Reto Nause Direktor für Sicherheit, Umwelt und Energie in Bern. zVg

Reto Nause Direktor für Sicherheit, Umwelt und Energie in Bern. zVg

Reto Nause* hätte die 1.-August-­Rede in Neuenhof gehalten. ­­­Mit diesen Zeilen wendet sich der Politiker bereits jetzt an die Bevölkerung.

Liebe Neuenhoferinnen und Neuenhofer

Ich hätte mich sehr gefreut, in meine alte Heimat zurückzukehren und den 1. August mit Ihnen in Neuenhof zu verbringen. Ich bin in Birmenstorf geboren, in Baden zur Schule gegangen und lebte von 1991 bis 2001 in Neuenhof. Ich habe einen grossen Freundeskreis in der Region Baden und hatte vor, mit acht gleichaltrigen Kollegen unseren 49. Geburtstag am 6. August in der Stanzerei in Baden zu feiern. Doch die Party fällt nun coronabedingt genauso ins Wasser wie die 1.-August-Feier in Neuenhof. Beides wird aufs nächste Jahr verschoben. Dem Limmattal will ich aber bereits vorher einen Besuch abstatten. Die Trafo-Hallen, in denen sich heute unter anderem das Trafo-Hotel Baden befindet, sind für mich ein magischer Ort. Mein Vater wirkte darin als Ingenieur für die BBC. Ich kann mir gut vorstellen, dass ich ein paar Tage im Hotel zu Gast sein werde. Das gibt mir die Möglichkeit, die Region wieder neu zu entdecken. Mir imponiert die Dynamik im Limmattal. Es ist seit meinem Wegzug nach Bern sehr urban geworden. Die Gemeinden sind beinahe zu einer Stadt zusammengewachsen. Nichtsdestotrotz ist es ihnen allen gelungen, ihre eigene Identität zu bewahren und lokale Strukturen aufrechtzuerhalten. Das stiftet Zusammenhalt. Zusammenhalt, der vor allem während der Coronakrise an Bedeutung gewonnen hat. In der Not zeigten viele Menschen Solidarität, Einkaufsgemeinschaften entstanden, Jüngere kümmerten sich um Ältere. Es ist nicht das einzig Positive, das die Pandemie mit sich brachte. Die Menschen besinnen sich zurück aufs Lokale, unternehmen Ferien und Ausflüge in der Schweiz. Das Coronavirus zeigt uns aber auch, dass wir die Selbstversorgung nicht komplett aus der Hand geben dürfen. Dank der Krise erhielt die Digitalisierung überdies einen massiven Schub. Innerhalb einer Woche war die Stadtverwaltung Bern online einsatzbereit. Eine Errungenschaft, für die man im Normalfall 77 Arbeitsgruppen und 5 Jahre Zeit benötigt hätte. Die Krise hat uns aber auch vor Augen geführt, wie bedeutend alle Organe sind, die sich mit Krisenbewältigung und Sicherheit beschäftigen. In der Vergangenheit wurden die Feuerwehr, der Zivildienst oder Armeeeinheiten geringgeschätzt oder gar belächelt. 

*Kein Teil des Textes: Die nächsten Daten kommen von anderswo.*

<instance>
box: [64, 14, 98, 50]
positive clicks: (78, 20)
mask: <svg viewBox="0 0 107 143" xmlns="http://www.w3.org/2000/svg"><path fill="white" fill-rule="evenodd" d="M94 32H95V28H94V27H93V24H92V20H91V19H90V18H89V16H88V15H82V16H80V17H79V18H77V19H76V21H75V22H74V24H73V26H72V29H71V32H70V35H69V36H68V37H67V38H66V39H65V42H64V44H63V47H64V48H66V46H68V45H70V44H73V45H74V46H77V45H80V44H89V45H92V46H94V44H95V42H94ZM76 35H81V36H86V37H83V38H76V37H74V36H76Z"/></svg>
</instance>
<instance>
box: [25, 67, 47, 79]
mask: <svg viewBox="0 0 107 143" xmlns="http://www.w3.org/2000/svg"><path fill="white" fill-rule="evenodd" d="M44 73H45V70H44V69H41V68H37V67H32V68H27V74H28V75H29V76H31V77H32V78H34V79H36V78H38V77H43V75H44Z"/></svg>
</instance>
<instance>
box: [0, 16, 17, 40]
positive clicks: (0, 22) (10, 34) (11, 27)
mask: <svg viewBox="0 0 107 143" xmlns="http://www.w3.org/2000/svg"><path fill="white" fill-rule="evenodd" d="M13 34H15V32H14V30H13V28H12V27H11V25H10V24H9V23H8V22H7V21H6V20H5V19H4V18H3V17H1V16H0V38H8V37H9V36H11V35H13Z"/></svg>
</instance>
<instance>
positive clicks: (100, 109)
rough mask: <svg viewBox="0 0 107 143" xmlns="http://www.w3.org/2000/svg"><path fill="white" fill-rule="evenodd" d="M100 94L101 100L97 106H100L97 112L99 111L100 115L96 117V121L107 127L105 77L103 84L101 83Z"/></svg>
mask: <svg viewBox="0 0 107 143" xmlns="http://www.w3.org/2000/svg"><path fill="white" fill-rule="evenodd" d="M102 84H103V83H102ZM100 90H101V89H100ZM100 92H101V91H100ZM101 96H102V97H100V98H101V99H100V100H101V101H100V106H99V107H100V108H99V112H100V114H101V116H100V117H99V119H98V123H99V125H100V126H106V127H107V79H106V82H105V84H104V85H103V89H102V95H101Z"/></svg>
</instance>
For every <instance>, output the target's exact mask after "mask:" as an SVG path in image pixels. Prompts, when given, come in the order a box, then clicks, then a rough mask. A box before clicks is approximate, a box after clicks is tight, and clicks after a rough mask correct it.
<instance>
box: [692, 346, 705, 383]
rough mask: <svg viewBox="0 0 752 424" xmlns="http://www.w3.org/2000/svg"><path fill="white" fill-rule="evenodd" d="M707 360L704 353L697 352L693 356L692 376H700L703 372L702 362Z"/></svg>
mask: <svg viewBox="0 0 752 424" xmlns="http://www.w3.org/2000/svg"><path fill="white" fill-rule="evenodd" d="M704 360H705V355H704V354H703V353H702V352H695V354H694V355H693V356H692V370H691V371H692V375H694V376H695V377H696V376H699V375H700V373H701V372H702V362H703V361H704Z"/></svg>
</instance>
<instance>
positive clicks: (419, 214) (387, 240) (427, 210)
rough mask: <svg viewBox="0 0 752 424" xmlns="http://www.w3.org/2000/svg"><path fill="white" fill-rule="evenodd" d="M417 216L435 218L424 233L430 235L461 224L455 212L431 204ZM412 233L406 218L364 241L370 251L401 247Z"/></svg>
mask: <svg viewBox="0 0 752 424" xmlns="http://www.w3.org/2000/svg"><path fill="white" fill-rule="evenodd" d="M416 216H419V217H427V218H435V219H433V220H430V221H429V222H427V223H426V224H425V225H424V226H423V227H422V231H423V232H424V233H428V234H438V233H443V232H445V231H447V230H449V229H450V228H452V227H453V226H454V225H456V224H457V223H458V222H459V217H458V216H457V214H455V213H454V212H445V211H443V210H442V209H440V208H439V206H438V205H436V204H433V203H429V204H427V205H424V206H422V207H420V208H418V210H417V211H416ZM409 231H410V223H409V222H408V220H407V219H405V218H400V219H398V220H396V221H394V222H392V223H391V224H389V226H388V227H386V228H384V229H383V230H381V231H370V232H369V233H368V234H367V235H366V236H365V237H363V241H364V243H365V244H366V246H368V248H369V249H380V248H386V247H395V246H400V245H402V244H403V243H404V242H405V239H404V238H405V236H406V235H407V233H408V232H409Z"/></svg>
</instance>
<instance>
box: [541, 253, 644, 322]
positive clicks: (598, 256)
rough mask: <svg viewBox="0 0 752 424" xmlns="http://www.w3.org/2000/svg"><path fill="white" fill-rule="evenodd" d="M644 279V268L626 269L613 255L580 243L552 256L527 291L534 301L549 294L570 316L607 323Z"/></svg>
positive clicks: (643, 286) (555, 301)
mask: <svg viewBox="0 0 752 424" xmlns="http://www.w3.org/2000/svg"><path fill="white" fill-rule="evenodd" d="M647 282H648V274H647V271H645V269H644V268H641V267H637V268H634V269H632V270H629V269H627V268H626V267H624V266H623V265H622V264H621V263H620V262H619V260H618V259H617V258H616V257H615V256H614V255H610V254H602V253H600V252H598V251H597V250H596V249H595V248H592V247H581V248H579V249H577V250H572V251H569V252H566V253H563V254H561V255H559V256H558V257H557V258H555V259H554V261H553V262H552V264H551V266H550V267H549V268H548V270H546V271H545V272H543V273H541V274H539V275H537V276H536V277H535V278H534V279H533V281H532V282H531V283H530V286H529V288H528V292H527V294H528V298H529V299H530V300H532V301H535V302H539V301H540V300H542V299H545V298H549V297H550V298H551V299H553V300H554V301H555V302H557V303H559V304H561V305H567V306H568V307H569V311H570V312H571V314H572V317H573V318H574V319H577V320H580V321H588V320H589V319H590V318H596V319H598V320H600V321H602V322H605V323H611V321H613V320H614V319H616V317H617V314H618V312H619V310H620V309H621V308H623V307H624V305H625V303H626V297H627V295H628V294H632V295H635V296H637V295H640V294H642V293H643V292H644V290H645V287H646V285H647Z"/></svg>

Für mich persönlich war es auf der Stadtverwaltung Bern zu Beginn eine sehr intensive Zeit, die Situation änderte sich von Tag zu Tag. Gleichzeitig dauerte die Krise an, nicht wie etwa bei einem Hochwasser, das nach 14 Tagen bewältigt ist. Darauf wurde das Leben in der Exe­kutive mit dem Lockdown heruntergefahren, es fanden keine Parlamentssitzungen mehr statt, Kongresse fielen aus. Irgendwann schaute ich abends um 18 Uhr auf meine leere Agenda. Es war seit zwölf Jahren das erste Mal, dass ich wieder einmal einen freien Abend hatte – für mich nach all den Herausforderungen mit Covid-19 ein willkommenes Stück Lebensqualität. 

Wir sehen uns hoffentlich am 1. August 2021! Bleiben Sie solidarisch, liebe Neuenhoferinnen und Neuenhofer, halten Sie zusammen und unterstützen Sie das lokale Gewerbe. 

* Reto Nause (49) amtet seit 2009 als Direktor für Sicherheit, Umwelt und Energie der Stadt Bern. Der CVP-Politiker lebt in der Bundeshauptstadt. Geboren und aufgewachsen ist er in Birmenstorf. Zehn Jahre lang wohnte er in Neuenhof.